村の入口で皆と別れの言葉を交わすアリィに対し、オレは少し離れた場所で待機中。
「お待たせ! 行こっ!」
「早いな、ちゃんと別れは済ませたか?」
「うん! お父さんは泣いてたけど」
「あ、そう…」
あの父親には参ったが、大切に育てた1人娘を溺愛する気持ちは分からなくもない。
母親の方はかなり腕利きの魔道士らしく、若い頃にはその名が隣国にまで知れ渡っていたんだとか。
やはり立派な魔道士というだけあって、それなりの気品に満ちていた。
――誰かさんと違って。
ナトゥーラ村を後にし、向かう先は南。
村長から聞いた1番近くの町というのは、南の海岸沿いに在る町ジステア。
南には馬鹿デカい森が立ち塞がっているが、避けて行くとかなり遠回りになるらしいので、素直に森を突っ切る事にした。
次の目的地は港町という事で、つまり酒場もあって美味い料理屋もある。
満喫するには若干1名の邪魔者がいるが、まぁとにかく、胸を弾ませずにはいられないオレだった。
「ねぇ、レグザはどうして旅してるの?」
そんな質問が飛んできたのは、間もなく森に入ろうかという所。
考えてみれば、オレは相手の事をある程度知った上で連れて行く事を決めたが、アリィはオレの事を全く知らない。
――素姓の分からない男とよく旅をする気になったもんだ…。
「強いヤツに会いたいから」
「…それって本気? じゃあ、目的って特に無いの?」
「いや…」
正直に話すべきか、少し迷った。
今まで誰にも話した事は無く、言う必要も無かった。
同行を申し出てきた戦士は何人も居たが、それを全て拒否してきたオレには信頼出来る相手も誰1人居ない。

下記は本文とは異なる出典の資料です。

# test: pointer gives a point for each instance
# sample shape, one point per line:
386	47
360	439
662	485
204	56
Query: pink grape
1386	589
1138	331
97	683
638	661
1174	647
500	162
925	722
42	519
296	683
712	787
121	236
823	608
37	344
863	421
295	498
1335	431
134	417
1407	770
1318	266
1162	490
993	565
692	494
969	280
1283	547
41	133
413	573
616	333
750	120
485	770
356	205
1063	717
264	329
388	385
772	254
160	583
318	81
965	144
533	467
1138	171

故に、自分の身の上話を他人に話すかどうか、悩んだ事すらこれが初めての事。
「まぁいいか…仇討ち」
「えっ!! だ、誰の!?」
「両親」
「ぁ…」
何故か黙り込んでしまったアリィと共に、漸く森へと足を踏み入れる。
暫く歩いてから気付いたが、他人の過去に触れてしまった事を、アリィは申し訳なく思ったのかもしれない。

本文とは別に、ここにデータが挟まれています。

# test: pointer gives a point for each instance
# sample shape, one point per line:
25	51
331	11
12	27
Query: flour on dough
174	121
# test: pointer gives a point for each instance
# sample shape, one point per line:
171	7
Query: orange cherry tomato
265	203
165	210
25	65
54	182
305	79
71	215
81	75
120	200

「気にする事ないさ、常に覚えてなきゃ目的を見失うし」
「でも、なんか…ごめんなさい」
こんな事を気にするとは、意外に可愛い一面もあるらしい。
「天下の魔道士様が簡単に謝るなっての」
アリィの頭をポカッと叩いたオレは、森に入った事で周囲の警戒も怠らない。
今のところ魔物の気配は無いが、中には感じるより早く猛スピードで襲って来るヤツもいる。

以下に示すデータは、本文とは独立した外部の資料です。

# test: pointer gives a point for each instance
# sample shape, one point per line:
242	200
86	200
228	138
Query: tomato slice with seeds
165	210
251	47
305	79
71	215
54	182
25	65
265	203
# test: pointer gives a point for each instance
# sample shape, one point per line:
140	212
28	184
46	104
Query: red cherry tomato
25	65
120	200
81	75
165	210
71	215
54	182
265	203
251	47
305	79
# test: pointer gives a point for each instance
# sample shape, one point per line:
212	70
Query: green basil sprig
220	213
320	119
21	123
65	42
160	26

経験上の 「森の恐さ」 を語ってアリィに注意を促しつつ、村長に貰った周辺の地図を広げる。
それに因ると、この森を真っ直ぐ抜ければ高台に出るらしく、目的の町も海もそこから一望出来そうだ。
「おっと」
「…どしたの?」
「魔物の気配…前方やや右寄り、2~3匹か」
感じた方向を指差し、迷わず剣に手を掛ける。
対するアリィは驚き、焦り、相変わらずのへっぴり腰。
「新生魔道士サマのお手並み拝見ってトコか」
「え…ちょ、ちょっと待って! まだ心の準備が…!」
「ほら行くぞ」
「ふえええええ」
戸惑うアリィに構わず、猛然と駆け出す。
ここから先は仲間として同行する訳で、もう彼女の護衛を最優先に考える必要は無い。
少なくとも今のオレにとって 「仲間」 というのは、協力や共同戦線を前提とした 「同行者」 に過ぎない。
視界は良好、だが今は感覚だけが頼り。
藪を掻き分け、茂みを飛び越え、アリィの事など気にも留めず、ひたすら森を突っ切るのだった。